Altria is the main tobacco firm in the US with its Marlboro cigarette model. Marlboro has a greater-than-50% share of the premium cigarette market within the nation, delivery 52 billion Marlboro sticks simply by the primary 9 months of this yr.

Plenty of traders are involved about Altria’s enterprise as a result of declining utilization of cigarettes in the US. In accordance with the corporate’s personal estimates, grownup cigarette utilization is declining at a 2.5% annual fee, and has been since 2018. Via the primary 9 months of this yr, cargo volumes declined by near 10% in comparison with 2022, indicating that this utilization decline could also be accelerating.

At first, this appears like an enormous crimson flag for Altria’s enterprise. However it’s one thing the corporate has been coping with for many years, and counteracted with worth will increase on packs of Marlboro cigarettes. Regardless of these constant worth will increase, Marlboro has retained its dominant place in comparison with different cigarette corporations within the nation on account of buyer model loyalty.

During the last 12 months, Altria’s income is up 16.4% in comparison with 10 years in the past, which reveals the success it has had with these worth hikes. Working revenue is up much more, displaying a 42.4% improve in comparison with 10 years in the past. Decrease volumes and the identical income equals higher revenue margins, a pattern that ought to proceed for Altria this decade.

Getting ready for a world with out cigarettes

Although Altria has a few years left to boost costs on packs of Marlboros, the corporate realizes that cigarettes are on the way in which out in the US. Options like nicotine vapor and nicotine pouch merchandise are gaining speedy adoption. Altria has publicity to each by its current Njoy acquisition, in addition to its On! nicotine pouch model.

Inside 5 years, Altria has a purpose of reaching $5 billion in annual gross sales from smokeless nicotine merchandise. That will be round 25% of its trailing income immediately, and will have the ability to assist the corporate keep related if the cigarette enterprise will get a lot smaller. At a 50% revenue margin, that may equate to $2.5 billion in annual earnings. Not dangerous for an organization with a market cap of $73 billion and a cigarette enterprise nonetheless gushing money circulation.

MO Free Cash Flow Per Share Chart

MO Free Cash Flow Per Share knowledge by YCharts

Can the dividend continue to grow?

At a dividend yield of about 9.5%, Altria is likely one of the highest-yielding shares on the market. Nevertheless it nonetheless has loads of room to develop its dividend payout to shareholders over the subsequent decade. Administration’s personal purpose is for mid-single-digit development, which implies roughly 5% annual development.

Altria’s annualized dividend fee is at present $3.92 per share after elevating it for the 58th time in 54 years. During the last 12 months, the corporate generated free money circulation per share of $4.75, which leaves loads of respiration room to develop the dividend even when it has flat earnings energy over the subsequent few years.

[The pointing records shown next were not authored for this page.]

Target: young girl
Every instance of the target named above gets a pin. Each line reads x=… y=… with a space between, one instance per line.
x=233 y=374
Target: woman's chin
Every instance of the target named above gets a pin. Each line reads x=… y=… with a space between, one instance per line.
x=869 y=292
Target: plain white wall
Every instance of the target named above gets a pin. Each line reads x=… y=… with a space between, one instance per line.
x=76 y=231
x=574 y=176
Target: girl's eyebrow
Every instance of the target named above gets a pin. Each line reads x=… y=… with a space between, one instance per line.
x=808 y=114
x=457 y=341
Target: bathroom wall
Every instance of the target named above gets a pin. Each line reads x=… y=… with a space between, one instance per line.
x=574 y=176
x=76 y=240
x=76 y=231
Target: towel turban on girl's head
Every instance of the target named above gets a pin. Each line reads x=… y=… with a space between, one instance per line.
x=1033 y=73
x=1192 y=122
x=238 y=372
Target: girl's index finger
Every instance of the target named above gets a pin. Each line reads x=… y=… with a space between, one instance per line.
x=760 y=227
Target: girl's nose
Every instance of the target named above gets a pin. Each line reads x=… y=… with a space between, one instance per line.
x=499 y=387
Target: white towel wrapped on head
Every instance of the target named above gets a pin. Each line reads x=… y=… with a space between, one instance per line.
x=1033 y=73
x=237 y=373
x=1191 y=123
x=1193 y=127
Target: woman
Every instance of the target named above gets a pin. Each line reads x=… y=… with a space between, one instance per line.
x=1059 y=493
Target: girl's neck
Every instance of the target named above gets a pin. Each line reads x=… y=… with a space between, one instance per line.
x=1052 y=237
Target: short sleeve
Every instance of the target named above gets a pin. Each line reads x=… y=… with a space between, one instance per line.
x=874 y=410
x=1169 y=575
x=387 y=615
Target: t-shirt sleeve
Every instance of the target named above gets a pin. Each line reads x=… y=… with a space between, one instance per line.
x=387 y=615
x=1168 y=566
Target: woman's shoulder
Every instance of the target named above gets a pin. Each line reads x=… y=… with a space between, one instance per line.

The corporate does have some debt on its stability sheet, however it’s manageable, with solely round $1 billion or so in bonds coming due yearly for the subsequent 10. There must also be no downside refinancing its debt given how worthwhile the enterprise is.

One other lever Altria can pull — and has been pulling over the previous decade — is share repurchases. Altria’s share depend is down 11.3% over the previous 10 years because it constantly buys again inventory from current shareholders. At its present share depend of 1.77 billion, Altria’s nominal dividend payout is slightly below $7 billion. If it nonetheless had 2 billion shares excellent because it did 10 years in the past, that payout could be near $8 billion. As the corporate continues to scale back its share depend, it should have extra respiration room to develop its dividend per share.

Add all this collectively and I believe Altria may have a straightforward time sustaining and rising its dividend over the subsequent decade. This makes it a straightforward and low-risk dividend inventory to purchase in your retirement account.

Brett Schafer has no place in any of the shares talked about. The Motley Idiot has no place in any of the shares talked about. The Motley Idiot has a disclosure policy.